Por André Borges, Célia Froufre, Cleide Silva e Érika Motoda
Seis meses depois de começar a voar, a aérea ITA, do grupo Itapemirim, voltou ao chão – e com muito drama. Passageiros sem atendimento e sem saber o que fazer nos aeroportos por causa de uma operação suspensa dias antes do feriado do Natal. No entanto, será que a ITA não era uma tragédia anunciada? Afinal, foi criada por um grupo de transporte rodoviário que está em recuperação judicial para atuar em um setor que exige forte capacidade de investimento.

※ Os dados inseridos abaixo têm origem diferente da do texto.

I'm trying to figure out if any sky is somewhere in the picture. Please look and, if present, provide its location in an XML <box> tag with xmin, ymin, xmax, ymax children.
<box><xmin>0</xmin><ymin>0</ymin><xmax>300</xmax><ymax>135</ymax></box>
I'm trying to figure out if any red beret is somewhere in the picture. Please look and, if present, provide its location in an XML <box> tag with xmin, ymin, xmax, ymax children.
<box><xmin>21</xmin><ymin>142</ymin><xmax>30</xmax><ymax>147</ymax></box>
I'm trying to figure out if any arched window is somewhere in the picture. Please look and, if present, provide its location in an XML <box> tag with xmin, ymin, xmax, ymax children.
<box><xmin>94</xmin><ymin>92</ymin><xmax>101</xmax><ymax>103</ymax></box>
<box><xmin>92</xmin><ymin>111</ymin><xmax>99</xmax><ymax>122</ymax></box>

Diante da falta de informações, ontem, no Aeroporto de Guarulhos, passageiros chegaram a interromper o embarque das outras empresas para chamar a atenção para a falta de atendimento. Entre os prejudicados estava Jeane Mendes, 30 anos, que descobriu às 5 da manhã que não voaria mais de Guarulhos a Salvador. “Isso é uma tragédia anunciada. Se sabiam que iam falir, por que remarcaram a passagem de uns e fizeram check in de outros?”, questionou a passageira.

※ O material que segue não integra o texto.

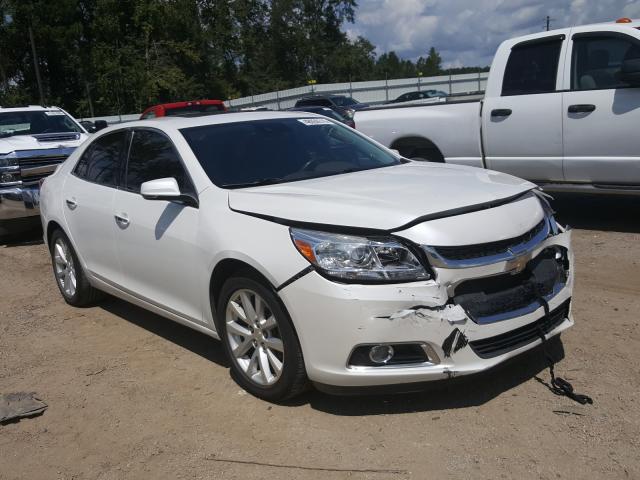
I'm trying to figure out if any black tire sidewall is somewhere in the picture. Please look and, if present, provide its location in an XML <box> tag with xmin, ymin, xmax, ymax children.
<box><xmin>216</xmin><ymin>277</ymin><xmax>304</xmax><ymax>401</ymax></box>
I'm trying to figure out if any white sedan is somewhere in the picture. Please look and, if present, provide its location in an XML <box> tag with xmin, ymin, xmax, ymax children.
<box><xmin>41</xmin><ymin>112</ymin><xmax>573</xmax><ymax>400</ymax></box>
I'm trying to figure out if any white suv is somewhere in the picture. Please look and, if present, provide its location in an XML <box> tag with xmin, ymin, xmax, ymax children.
<box><xmin>41</xmin><ymin>112</ymin><xmax>573</xmax><ymax>400</ymax></box>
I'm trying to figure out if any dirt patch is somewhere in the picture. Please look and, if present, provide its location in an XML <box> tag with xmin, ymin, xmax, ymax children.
<box><xmin>0</xmin><ymin>196</ymin><xmax>640</xmax><ymax>479</ymax></box>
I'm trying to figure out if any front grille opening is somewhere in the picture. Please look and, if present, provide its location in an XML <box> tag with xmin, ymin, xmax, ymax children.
<box><xmin>469</xmin><ymin>299</ymin><xmax>571</xmax><ymax>358</ymax></box>
<box><xmin>432</xmin><ymin>218</ymin><xmax>547</xmax><ymax>260</ymax></box>
<box><xmin>453</xmin><ymin>246</ymin><xmax>568</xmax><ymax>323</ymax></box>
<box><xmin>349</xmin><ymin>343</ymin><xmax>430</xmax><ymax>367</ymax></box>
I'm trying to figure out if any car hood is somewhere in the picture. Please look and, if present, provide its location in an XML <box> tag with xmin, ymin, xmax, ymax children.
<box><xmin>229</xmin><ymin>162</ymin><xmax>535</xmax><ymax>230</ymax></box>
<box><xmin>0</xmin><ymin>133</ymin><xmax>88</xmax><ymax>155</ymax></box>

A dúvida recai, então, sobre a Agência Nacional de Aviação Civil (Anac): será que o órgão regulador deveria ter dado o aval para a ITA voar? Afinal, cabe à agência fiscalizar o funcionamento do segmento e garantir a sua operação plena.

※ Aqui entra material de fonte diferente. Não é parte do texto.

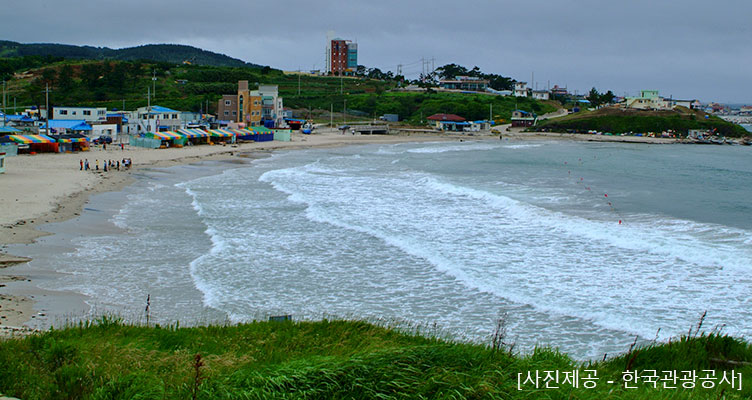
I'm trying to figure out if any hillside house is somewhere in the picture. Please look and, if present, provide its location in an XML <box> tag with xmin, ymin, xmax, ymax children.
<box><xmin>533</xmin><ymin>90</ymin><xmax>551</xmax><ymax>100</ymax></box>
<box><xmin>514</xmin><ymin>82</ymin><xmax>528</xmax><ymax>97</ymax></box>
<box><xmin>439</xmin><ymin>76</ymin><xmax>490</xmax><ymax>92</ymax></box>
<box><xmin>624</xmin><ymin>90</ymin><xmax>674</xmax><ymax>110</ymax></box>
<box><xmin>512</xmin><ymin>110</ymin><xmax>538</xmax><ymax>128</ymax></box>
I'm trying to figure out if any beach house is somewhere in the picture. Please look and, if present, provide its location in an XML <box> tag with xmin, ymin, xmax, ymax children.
<box><xmin>136</xmin><ymin>106</ymin><xmax>183</xmax><ymax>133</ymax></box>
<box><xmin>235</xmin><ymin>81</ymin><xmax>284</xmax><ymax>128</ymax></box>
<box><xmin>52</xmin><ymin>106</ymin><xmax>107</xmax><ymax>123</ymax></box>
<box><xmin>39</xmin><ymin>119</ymin><xmax>92</xmax><ymax>135</ymax></box>
<box><xmin>427</xmin><ymin>114</ymin><xmax>470</xmax><ymax>132</ymax></box>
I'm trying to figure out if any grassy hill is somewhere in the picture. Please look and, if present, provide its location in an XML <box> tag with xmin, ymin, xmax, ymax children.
<box><xmin>0</xmin><ymin>41</ymin><xmax>262</xmax><ymax>68</ymax></box>
<box><xmin>0</xmin><ymin>318</ymin><xmax>752</xmax><ymax>399</ymax></box>
<box><xmin>535</xmin><ymin>107</ymin><xmax>749</xmax><ymax>137</ymax></box>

Desde o anúncio da suspensão das operações da aérea, a companhia informou que exigirá da ITA reacomodações ou reembolsos. Além disso, afirmou ainda que a segurança das operações aéreas é sua prioridade e que, devido à paralisação das operações da empresa, suspendeu o seu Certificado de Operador Aéreo (COA).
No segundo comunicado sobre a situação da ITA, divulgado ontem, a agência disse que o órgão continuará atuando no monitoramento da situação e adotará as medidas administrativas cabíveis em caso de descumprimento das regras do transporte aéreo.
LIVRE MERCADO
A agência não quis falar diretamente sobre o assunto, quando questionada, mas o Estadão apurou que o entendimento interno é de que o problema da ITA é uma questão de livre mercado, enquanto o papel da Anac teria sido mais de exigir que a empresa passasse por um processo rigoroso para comprovar ser capaz de voar – o que foi feito.
A análise da capacidade financeira da companhia chegou a ser feita pela agência. Como era uma empresa que vinha de um processo de recuperação judicial, a Anac chegou a tomar algumas precauções e prestou informações, inclusive ao Congresso Nacional.
No início das operações da ITA, a empresa chegou a vender mais passagens do que assentos disponíveis em seus aviões. Naquela ocasião, a agência chegou a agir para controlar de perto a venda de bilhetes. Já nos primeiros meses de operação, a tripulação denunciou por diversas vezes atrasos em salários e benefícios.
Para Felipe Bonsenso, sócio da Bonsenso Advogados e especializado em aviação, a Anac cumpriu seu papel no processo de certificação da ITA, que fez tudo o que é exigido pela legislação. “Mesmo que eventualmente soubesse da dificuldade da empresa em ir para a frente, ela não poderia recusar a autorização operacional”, afirma Bonsenso.
Para o especialista, uma interferência desse tipo somente poderia ser feita se existisse no Brasil uma lei exigindo um capital mínimo, um fundo de reserva ou algo nesse sentido. André Castellini, sócio da Bain & Company, vai na mesma linha. “A Anac olhou o lado técnico para autorizar a operação da nova empresa, que cumpriu com todas as exigências, mas ao longo dos seis meses, a ITA ficou fragilizada e deixou de cumprir acordos.”
Segundo ele, a Anac não faz um acompanhamento financeiro das companhias, mas a regulamentação e o acompanhamento da prestação de serviços.